Richard WAGNER (1813-1883)
Der Ring des Nibelungen - Explorations
Devised, presented and produced by Peter Bassett
CD 1: Das Rheingold [62:04]
CD 2: Die Walküre [55:10]
CD 3: Siegfried [70:25]
CD 4: Götterdämmerung [69:49]
Peter Bassett (speaker)
With musical illustrations from Der Ring des Nibelungen, soloists, Wiener Philharmoniker/Sir Georg Solti. ADD/DDD
DECCA ELOQUENCE 480 7311 [4 CDs: 257:28]
Bases on a series of pre-performance lectures by Australian Wagner enthusiast and author Peter Bassett, this is essentially a narrative commentary serving as an introduction to Wagner’s great tetralogy. This 4 CD set does not really duplicate the famous Deryck Cooke’s 2 CD “Introduction” (Decca), being somewhat less technical and concentrating more on the way events inter-relate rather than the equally illuminating but more specific analysis of Wagner’s “Leitmotiven” that Cooke provides. Indeed the two are complementary, although I would say Cooke’s scholarly survey is musically and intellectually considerably more demanding. The booklet for Cooke’s “Introduction” provides snippets from the score to illustrate his points whereas the booklet for Bassett’s contains brief essays on the composer and his Gesamtkunstwerken, the origin of the names of characters and places in them, “Drama and Reminiscence”, “Dramatic Irony”, synopses of all four operas and a biography of the speaker - so it is fairly comprehensive.
Bassett is a genial commentator, his soft, refined Australian accent being very easy on the ear. Although the more seasoned listener might become a little impatient with his - albeit succinct - summaries of the action, as well as giving an authoritative overview, he frequently provides interesting insights into the significance of characters’ behaviour. For example, he makes us think about how the outsider Loge is the only god who regularly suggests that Wotan return the Ring to the Rhine maidens - or more properly, as Bassett points out in the booklet, “the Rhinedaughters”; the confusion arose by conflation with the “Flower Maidens” in Parsifal. Again, he submits an excellent explanation of how the orchestral Prelude to the “heroic comedy” Siegfried is a kind of portmanteau piece that presents with extraordinary economy all the main themes of the action to come before a note is sung. He emphasises the fairy tale origins of the opera, unpacking the signs, symbols and allegorical aspects of a work whereby nothing is quite what it appears to be. An interesting observation, which I had certainly not really mentally formulated previously, is how spectacularly unheroic the hero Siegfried is. As Bassett, points out, he is a naive babe in the woods, manipulated by everyone and failing to achieve anything of note beyond killing Fafner.

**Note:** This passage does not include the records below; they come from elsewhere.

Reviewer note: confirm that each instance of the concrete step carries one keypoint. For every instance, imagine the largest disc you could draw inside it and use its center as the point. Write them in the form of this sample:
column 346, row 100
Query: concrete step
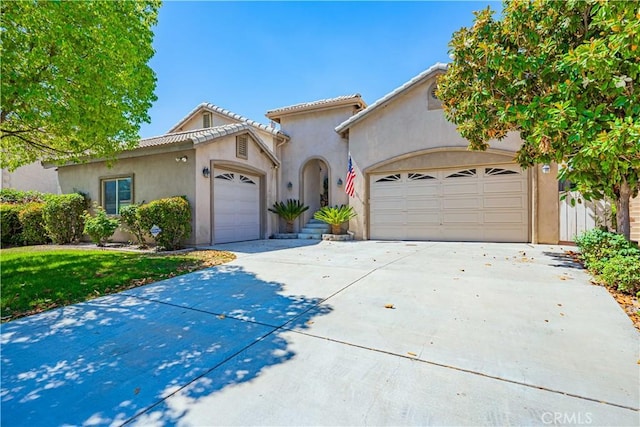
column 313, row 230
column 310, row 236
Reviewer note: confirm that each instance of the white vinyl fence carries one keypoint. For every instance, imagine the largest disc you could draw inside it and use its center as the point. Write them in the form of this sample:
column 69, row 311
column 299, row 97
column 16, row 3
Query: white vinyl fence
column 582, row 216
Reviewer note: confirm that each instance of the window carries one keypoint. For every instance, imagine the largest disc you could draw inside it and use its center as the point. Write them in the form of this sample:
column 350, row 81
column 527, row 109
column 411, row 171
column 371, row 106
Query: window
column 242, row 146
column 206, row 120
column 116, row 193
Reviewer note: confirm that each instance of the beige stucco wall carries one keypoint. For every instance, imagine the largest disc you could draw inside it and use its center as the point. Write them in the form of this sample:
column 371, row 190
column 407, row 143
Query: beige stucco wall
column 634, row 214
column 405, row 134
column 222, row 153
column 547, row 216
column 313, row 137
column 154, row 177
column 32, row 177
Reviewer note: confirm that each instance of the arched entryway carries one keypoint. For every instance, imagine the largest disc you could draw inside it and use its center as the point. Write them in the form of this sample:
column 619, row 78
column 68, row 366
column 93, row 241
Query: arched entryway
column 315, row 186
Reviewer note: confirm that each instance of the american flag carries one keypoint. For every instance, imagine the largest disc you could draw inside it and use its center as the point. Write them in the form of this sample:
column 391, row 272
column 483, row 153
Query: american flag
column 351, row 178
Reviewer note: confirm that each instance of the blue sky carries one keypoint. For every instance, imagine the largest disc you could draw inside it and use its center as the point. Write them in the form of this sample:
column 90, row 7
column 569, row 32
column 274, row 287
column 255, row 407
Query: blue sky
column 250, row 57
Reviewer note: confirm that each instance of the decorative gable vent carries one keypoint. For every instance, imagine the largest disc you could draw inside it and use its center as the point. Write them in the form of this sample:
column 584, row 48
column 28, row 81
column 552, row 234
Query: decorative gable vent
column 433, row 103
column 242, row 146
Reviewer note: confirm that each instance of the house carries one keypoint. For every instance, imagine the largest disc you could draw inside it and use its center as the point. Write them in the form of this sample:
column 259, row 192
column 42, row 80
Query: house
column 415, row 178
column 31, row 177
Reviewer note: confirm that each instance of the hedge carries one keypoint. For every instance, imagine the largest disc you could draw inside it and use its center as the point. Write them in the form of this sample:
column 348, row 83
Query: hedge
column 10, row 221
column 172, row 215
column 32, row 221
column 63, row 217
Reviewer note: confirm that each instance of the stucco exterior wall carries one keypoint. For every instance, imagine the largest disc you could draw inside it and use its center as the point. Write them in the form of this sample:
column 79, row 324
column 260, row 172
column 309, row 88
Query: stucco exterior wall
column 547, row 206
column 32, row 177
column 313, row 137
column 154, row 177
column 405, row 133
column 222, row 153
column 634, row 215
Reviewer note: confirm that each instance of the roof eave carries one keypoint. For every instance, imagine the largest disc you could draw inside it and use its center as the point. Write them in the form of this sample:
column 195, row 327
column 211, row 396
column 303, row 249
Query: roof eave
column 275, row 115
column 425, row 75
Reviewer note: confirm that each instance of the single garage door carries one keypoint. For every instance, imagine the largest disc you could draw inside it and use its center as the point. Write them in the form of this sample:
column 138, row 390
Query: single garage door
column 483, row 203
column 236, row 206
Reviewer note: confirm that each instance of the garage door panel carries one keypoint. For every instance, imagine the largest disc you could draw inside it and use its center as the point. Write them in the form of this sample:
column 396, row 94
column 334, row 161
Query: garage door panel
column 516, row 201
column 460, row 188
column 515, row 217
column 417, row 219
column 461, row 217
column 476, row 204
column 236, row 206
column 503, row 186
column 461, row 203
column 422, row 190
column 427, row 204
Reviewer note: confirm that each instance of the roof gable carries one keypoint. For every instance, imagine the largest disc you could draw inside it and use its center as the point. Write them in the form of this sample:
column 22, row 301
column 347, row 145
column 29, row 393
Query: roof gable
column 432, row 71
column 321, row 104
column 202, row 136
column 207, row 106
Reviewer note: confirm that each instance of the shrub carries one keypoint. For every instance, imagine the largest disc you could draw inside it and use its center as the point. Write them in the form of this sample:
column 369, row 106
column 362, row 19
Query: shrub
column 32, row 221
column 130, row 220
column 614, row 259
column 623, row 272
column 99, row 227
column 172, row 215
column 289, row 211
column 63, row 217
column 598, row 246
column 10, row 222
column 335, row 216
column 9, row 195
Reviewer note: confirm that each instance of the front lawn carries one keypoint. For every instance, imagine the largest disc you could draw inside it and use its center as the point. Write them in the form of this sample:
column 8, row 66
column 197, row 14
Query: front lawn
column 36, row 279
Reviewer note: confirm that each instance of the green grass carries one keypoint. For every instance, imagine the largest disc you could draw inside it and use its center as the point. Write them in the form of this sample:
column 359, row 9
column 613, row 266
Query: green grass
column 36, row 279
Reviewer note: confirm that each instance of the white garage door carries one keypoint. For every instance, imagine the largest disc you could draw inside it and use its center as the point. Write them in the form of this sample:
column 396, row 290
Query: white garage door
column 487, row 203
column 236, row 206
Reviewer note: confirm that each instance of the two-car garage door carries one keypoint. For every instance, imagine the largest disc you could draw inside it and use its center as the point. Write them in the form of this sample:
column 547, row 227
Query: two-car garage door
column 483, row 203
column 236, row 206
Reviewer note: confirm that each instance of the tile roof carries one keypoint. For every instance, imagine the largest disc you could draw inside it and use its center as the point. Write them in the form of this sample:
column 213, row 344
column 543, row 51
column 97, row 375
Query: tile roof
column 214, row 108
column 439, row 66
column 321, row 103
column 200, row 136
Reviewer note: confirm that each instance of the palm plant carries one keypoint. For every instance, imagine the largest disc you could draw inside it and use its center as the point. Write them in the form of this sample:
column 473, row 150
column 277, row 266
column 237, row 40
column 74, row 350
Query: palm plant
column 335, row 216
column 288, row 211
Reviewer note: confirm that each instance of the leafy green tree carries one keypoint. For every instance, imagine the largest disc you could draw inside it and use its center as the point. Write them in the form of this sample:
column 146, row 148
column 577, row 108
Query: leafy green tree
column 75, row 79
column 565, row 75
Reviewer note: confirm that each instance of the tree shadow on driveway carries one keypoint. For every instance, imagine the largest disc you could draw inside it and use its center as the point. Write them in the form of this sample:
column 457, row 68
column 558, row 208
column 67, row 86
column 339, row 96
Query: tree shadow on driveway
column 105, row 361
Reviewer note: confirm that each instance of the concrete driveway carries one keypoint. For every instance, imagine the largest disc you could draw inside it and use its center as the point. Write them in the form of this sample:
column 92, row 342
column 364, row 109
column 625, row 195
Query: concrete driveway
column 297, row 333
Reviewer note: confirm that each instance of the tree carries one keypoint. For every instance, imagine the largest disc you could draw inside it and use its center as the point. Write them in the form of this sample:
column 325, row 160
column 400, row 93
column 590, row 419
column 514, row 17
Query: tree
column 564, row 74
column 75, row 79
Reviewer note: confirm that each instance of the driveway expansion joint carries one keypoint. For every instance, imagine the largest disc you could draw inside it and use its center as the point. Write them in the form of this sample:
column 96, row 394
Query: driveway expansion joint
column 472, row 372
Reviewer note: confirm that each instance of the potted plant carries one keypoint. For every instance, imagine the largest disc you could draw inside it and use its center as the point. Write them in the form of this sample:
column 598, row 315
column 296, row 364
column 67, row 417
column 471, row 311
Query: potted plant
column 289, row 211
column 335, row 216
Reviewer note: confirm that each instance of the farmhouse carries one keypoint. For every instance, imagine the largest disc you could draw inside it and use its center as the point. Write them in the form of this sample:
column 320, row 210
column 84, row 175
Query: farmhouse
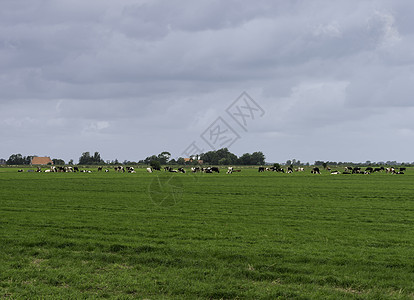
column 41, row 161
column 190, row 160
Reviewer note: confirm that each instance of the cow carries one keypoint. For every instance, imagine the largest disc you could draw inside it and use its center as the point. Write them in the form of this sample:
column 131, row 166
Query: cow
column 315, row 170
column 390, row 170
column 369, row 169
column 120, row 169
column 356, row 170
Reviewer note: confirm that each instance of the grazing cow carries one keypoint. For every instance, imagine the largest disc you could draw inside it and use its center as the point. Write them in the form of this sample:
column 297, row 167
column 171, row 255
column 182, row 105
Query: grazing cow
column 215, row 169
column 356, row 170
column 120, row 169
column 390, row 170
column 315, row 170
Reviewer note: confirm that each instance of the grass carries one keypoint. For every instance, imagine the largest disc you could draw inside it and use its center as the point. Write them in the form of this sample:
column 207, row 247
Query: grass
column 245, row 235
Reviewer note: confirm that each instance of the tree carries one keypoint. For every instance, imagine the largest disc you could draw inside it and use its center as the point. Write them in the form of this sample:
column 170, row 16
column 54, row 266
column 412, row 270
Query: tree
column 163, row 157
column 87, row 159
column 16, row 159
column 155, row 164
column 57, row 161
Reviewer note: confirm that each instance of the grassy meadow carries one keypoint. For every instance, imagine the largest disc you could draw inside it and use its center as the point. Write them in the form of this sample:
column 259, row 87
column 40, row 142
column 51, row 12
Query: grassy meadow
column 244, row 235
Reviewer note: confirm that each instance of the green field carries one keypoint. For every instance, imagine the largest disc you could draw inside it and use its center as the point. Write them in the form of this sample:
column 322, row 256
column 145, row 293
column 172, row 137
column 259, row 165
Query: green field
column 247, row 235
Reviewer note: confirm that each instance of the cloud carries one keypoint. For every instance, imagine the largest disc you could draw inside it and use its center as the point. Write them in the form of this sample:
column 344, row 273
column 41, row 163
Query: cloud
column 157, row 73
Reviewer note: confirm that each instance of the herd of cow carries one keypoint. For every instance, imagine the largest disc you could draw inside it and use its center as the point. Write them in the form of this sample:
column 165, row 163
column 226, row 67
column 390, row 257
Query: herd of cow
column 348, row 170
column 230, row 170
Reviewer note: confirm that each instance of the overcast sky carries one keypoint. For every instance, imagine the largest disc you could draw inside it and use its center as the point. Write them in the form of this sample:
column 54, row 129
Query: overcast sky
column 330, row 80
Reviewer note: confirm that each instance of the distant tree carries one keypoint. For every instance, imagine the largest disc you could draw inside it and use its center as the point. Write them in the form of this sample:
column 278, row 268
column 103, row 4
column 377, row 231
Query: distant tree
column 276, row 165
column 16, row 159
column 87, row 159
column 164, row 157
column 57, row 161
column 155, row 164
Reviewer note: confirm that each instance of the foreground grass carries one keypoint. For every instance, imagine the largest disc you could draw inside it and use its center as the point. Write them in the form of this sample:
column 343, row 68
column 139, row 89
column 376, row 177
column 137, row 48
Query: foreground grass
column 245, row 235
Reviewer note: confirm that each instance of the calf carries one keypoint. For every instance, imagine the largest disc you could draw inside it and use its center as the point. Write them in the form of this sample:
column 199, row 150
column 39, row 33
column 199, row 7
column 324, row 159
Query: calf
column 315, row 170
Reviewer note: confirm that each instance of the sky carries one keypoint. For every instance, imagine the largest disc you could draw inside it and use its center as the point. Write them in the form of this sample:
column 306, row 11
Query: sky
column 305, row 80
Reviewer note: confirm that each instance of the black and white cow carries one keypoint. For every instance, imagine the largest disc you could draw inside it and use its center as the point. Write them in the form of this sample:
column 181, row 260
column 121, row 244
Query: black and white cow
column 315, row 170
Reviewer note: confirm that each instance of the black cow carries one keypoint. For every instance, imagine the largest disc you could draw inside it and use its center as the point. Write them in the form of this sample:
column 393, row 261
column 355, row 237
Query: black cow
column 315, row 170
column 356, row 170
column 215, row 169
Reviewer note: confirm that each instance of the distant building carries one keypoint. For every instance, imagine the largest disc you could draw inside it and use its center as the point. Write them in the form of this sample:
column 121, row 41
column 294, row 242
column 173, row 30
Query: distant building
column 41, row 161
column 190, row 160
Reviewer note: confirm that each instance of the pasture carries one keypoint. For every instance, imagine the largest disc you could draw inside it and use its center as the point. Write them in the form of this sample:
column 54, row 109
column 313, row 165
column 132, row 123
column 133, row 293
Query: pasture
column 245, row 235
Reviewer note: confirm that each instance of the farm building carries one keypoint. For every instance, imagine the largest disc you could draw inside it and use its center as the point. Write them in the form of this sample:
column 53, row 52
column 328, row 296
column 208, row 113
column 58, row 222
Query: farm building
column 41, row 161
column 190, row 160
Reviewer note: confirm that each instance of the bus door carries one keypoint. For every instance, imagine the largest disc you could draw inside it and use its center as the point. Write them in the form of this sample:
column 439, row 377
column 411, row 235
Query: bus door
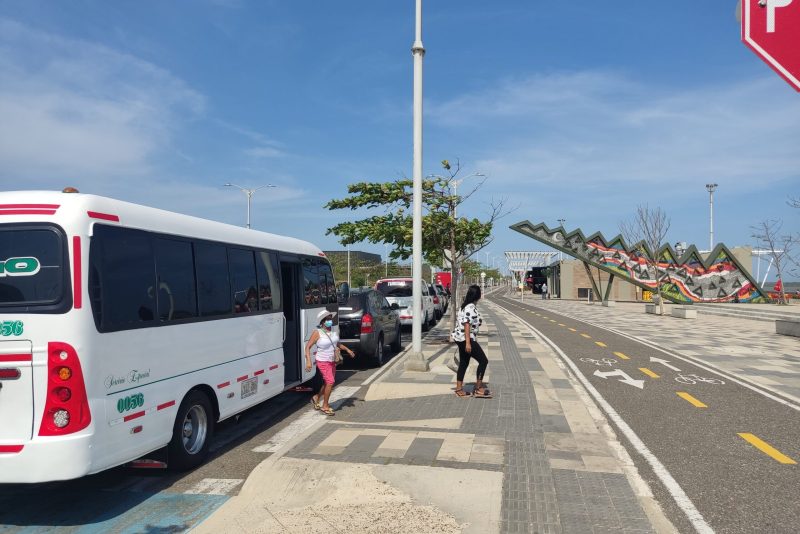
column 16, row 391
column 293, row 357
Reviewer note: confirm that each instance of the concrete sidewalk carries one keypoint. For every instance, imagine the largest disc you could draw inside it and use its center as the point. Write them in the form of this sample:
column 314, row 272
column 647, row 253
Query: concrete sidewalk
column 405, row 454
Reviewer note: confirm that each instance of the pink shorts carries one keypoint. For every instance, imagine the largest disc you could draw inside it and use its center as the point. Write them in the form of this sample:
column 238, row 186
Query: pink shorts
column 328, row 371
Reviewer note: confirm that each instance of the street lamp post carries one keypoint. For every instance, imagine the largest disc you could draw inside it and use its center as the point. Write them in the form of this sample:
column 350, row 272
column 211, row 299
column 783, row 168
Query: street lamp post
column 416, row 360
column 711, row 188
column 249, row 193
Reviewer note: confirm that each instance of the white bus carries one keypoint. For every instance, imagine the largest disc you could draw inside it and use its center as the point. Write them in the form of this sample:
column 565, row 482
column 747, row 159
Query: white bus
column 124, row 329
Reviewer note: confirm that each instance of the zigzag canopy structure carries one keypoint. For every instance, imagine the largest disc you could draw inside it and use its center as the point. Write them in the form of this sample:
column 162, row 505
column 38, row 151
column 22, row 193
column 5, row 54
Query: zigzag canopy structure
column 686, row 279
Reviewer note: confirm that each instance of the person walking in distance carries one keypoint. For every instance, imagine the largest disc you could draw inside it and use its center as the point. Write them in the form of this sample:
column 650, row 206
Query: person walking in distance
column 327, row 342
column 466, row 337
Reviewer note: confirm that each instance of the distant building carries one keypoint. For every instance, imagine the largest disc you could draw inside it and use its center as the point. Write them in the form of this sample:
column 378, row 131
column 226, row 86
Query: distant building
column 355, row 255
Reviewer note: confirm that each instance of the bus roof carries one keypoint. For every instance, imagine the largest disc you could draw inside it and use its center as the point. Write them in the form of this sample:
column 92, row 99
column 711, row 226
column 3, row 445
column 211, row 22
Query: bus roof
column 78, row 210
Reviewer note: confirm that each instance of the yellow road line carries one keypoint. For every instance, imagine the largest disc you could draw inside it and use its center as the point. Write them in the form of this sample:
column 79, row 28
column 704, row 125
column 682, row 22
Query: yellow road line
column 766, row 448
column 688, row 398
column 648, row 372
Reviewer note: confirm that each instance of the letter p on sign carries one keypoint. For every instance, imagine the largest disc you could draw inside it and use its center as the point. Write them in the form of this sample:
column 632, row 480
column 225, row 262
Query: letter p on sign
column 771, row 28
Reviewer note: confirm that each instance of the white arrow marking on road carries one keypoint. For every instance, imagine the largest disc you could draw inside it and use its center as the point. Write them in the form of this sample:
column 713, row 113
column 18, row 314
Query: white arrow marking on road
column 625, row 378
column 665, row 363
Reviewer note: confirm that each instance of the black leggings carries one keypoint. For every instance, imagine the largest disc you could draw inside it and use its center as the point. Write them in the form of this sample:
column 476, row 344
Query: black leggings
column 463, row 359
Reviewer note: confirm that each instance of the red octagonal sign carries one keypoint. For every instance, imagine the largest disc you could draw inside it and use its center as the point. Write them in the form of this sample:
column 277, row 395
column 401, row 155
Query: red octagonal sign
column 771, row 28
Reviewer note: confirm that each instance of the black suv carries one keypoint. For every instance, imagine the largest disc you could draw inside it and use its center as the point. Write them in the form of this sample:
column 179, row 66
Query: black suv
column 367, row 322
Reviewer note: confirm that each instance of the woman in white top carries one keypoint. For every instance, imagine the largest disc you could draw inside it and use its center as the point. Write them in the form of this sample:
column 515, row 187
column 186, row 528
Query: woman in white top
column 327, row 342
column 466, row 337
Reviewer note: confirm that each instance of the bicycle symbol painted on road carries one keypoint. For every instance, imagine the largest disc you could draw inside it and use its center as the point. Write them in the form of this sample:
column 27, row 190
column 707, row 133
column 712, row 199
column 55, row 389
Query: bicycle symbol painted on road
column 694, row 379
column 605, row 362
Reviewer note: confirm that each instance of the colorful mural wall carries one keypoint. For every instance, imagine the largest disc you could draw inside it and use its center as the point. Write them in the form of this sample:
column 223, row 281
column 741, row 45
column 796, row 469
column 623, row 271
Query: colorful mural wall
column 685, row 279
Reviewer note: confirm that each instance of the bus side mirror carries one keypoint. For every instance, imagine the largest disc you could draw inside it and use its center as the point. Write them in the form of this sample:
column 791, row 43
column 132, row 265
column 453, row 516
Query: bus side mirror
column 343, row 292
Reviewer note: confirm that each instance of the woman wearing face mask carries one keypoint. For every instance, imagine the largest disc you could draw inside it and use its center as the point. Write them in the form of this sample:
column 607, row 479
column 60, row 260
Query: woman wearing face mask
column 466, row 337
column 327, row 342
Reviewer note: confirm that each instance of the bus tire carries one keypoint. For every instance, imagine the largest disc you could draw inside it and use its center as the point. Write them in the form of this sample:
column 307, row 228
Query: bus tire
column 192, row 431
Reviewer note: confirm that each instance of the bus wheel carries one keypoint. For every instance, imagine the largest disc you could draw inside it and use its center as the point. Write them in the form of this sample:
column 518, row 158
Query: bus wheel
column 191, row 434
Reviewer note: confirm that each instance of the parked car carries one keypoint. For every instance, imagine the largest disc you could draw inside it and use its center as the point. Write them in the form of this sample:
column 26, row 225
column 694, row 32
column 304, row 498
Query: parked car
column 443, row 295
column 438, row 302
column 367, row 322
column 399, row 291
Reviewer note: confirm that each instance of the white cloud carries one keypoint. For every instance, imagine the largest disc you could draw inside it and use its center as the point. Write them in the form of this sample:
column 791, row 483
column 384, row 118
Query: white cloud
column 72, row 108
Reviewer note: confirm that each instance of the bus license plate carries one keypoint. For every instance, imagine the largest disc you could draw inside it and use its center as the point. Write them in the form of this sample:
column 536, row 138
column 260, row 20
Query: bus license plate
column 249, row 387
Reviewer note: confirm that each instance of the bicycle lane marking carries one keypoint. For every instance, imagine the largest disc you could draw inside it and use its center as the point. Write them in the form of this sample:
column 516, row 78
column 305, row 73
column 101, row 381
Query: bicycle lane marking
column 760, row 389
column 662, row 473
column 682, row 378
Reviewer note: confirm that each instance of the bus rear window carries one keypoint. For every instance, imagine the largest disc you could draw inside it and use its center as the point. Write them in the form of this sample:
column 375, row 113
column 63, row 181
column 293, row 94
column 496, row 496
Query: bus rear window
column 32, row 266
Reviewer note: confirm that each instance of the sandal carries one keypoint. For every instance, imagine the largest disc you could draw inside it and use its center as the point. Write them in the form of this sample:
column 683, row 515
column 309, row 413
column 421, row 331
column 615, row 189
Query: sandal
column 482, row 393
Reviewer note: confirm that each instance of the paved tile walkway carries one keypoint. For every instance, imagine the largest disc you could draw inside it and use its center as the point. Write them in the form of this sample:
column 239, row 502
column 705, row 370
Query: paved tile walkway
column 560, row 474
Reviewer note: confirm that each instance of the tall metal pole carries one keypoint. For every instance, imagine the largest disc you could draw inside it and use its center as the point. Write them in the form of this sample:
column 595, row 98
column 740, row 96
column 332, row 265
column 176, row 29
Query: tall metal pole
column 711, row 188
column 416, row 361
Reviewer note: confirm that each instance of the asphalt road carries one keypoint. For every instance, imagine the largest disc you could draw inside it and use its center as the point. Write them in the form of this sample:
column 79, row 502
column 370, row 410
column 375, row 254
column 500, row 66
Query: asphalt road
column 158, row 500
column 727, row 447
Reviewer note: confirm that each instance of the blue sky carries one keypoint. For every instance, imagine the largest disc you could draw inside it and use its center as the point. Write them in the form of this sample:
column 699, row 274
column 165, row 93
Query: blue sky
column 578, row 110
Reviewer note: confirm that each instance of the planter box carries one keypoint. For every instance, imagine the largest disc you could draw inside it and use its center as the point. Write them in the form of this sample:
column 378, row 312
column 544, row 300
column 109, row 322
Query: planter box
column 684, row 313
column 787, row 327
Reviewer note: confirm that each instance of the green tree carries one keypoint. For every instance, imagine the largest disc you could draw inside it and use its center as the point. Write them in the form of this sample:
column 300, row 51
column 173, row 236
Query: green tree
column 442, row 229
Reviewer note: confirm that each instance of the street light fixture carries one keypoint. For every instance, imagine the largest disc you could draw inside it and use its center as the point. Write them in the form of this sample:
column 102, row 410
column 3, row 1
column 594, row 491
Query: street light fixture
column 249, row 193
column 711, row 188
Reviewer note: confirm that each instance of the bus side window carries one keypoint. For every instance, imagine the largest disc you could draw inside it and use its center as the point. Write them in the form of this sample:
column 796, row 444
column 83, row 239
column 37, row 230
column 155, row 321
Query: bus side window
column 123, row 261
column 213, row 284
column 311, row 293
column 269, row 287
column 326, row 284
column 176, row 289
column 243, row 280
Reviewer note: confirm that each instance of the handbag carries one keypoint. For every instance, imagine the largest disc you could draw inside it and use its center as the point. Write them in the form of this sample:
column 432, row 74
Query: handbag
column 453, row 362
column 337, row 352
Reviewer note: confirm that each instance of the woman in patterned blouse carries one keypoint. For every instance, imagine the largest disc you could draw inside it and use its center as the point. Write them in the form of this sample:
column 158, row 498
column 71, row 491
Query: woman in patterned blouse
column 466, row 337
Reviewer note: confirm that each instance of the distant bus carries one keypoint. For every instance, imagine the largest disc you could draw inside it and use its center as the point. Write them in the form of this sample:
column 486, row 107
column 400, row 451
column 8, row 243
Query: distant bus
column 126, row 328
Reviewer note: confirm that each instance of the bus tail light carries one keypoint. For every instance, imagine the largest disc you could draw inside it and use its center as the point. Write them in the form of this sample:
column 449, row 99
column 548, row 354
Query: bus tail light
column 66, row 408
column 366, row 324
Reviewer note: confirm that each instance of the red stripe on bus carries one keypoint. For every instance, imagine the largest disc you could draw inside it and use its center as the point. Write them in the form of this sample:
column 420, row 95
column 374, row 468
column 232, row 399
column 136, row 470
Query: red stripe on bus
column 76, row 273
column 16, row 357
column 27, row 212
column 165, row 405
column 37, row 206
column 104, row 216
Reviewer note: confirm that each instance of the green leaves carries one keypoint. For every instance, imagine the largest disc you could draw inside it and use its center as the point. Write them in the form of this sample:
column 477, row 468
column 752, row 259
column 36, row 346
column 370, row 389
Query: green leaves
column 440, row 228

However, Bassett also makes many musical points, particularly concerning Wagner’s use of instrumental colour and musical illustrations are judiciously selected. He, like Cooke, draws these from Solti’s complete pioneering Ring. He explains how Wagner’s music conveys things about which the text remains silent - for example, how it tells us that the Wanderer is Wotan - and adduces some apt biographical conjecture to illuminate musical points, such as how the heart-breakingly poignant cello motif that represents Sieglinde’s yearning for love might reflect Wagner’s infatuation with Mathilde Wesendonck and how in depicting the unhappy marriages of both gods and men Wagner must have drawn upon the experience of his own unfortunate union with Cosima. He elucidates the meaning and origin of central symbols such as the Ash Tree. He debunks the too mechanistic interpretation of Wagner’s leitmotifs and considers how foolish critics and commentators such as Hanslick were to ignore the context of myth and voice outrage at the twins’ incest in Die Walküre, comparing it with the “Adam and Eve” biblical account and giving the modern listener plenty to think about.
There are a few niggles; Bassett’s constant mispronunciation of “Siegfried” as “Sig-fried” rather than “Seeg-freed” is irksome. There are a few slips in his narration that needed a re-take and his pronunciation of the word “scion” as “skee-on” is simply quaint.
This is an enterprise that springs from a deep love and familiarity with the music and a desire to communicate its richness accessibly to a wider public. Bassett places Wagner’s music in the context of a German Romantic historical tradition deriving from ancient folk-tales. He is careful to explain Wagner’s indebtedness to Beethoven and Weber. His focus is more often upon the lyrical and expressive side of Wagner’s score than the better-known, Big Bow-wow “bleeding chunks” like “The Ride of the Valkyries”, and is all the better for it.
Springs from a deep love and familiarity and a desire to communicate the richness of this music accessibly to a wider public.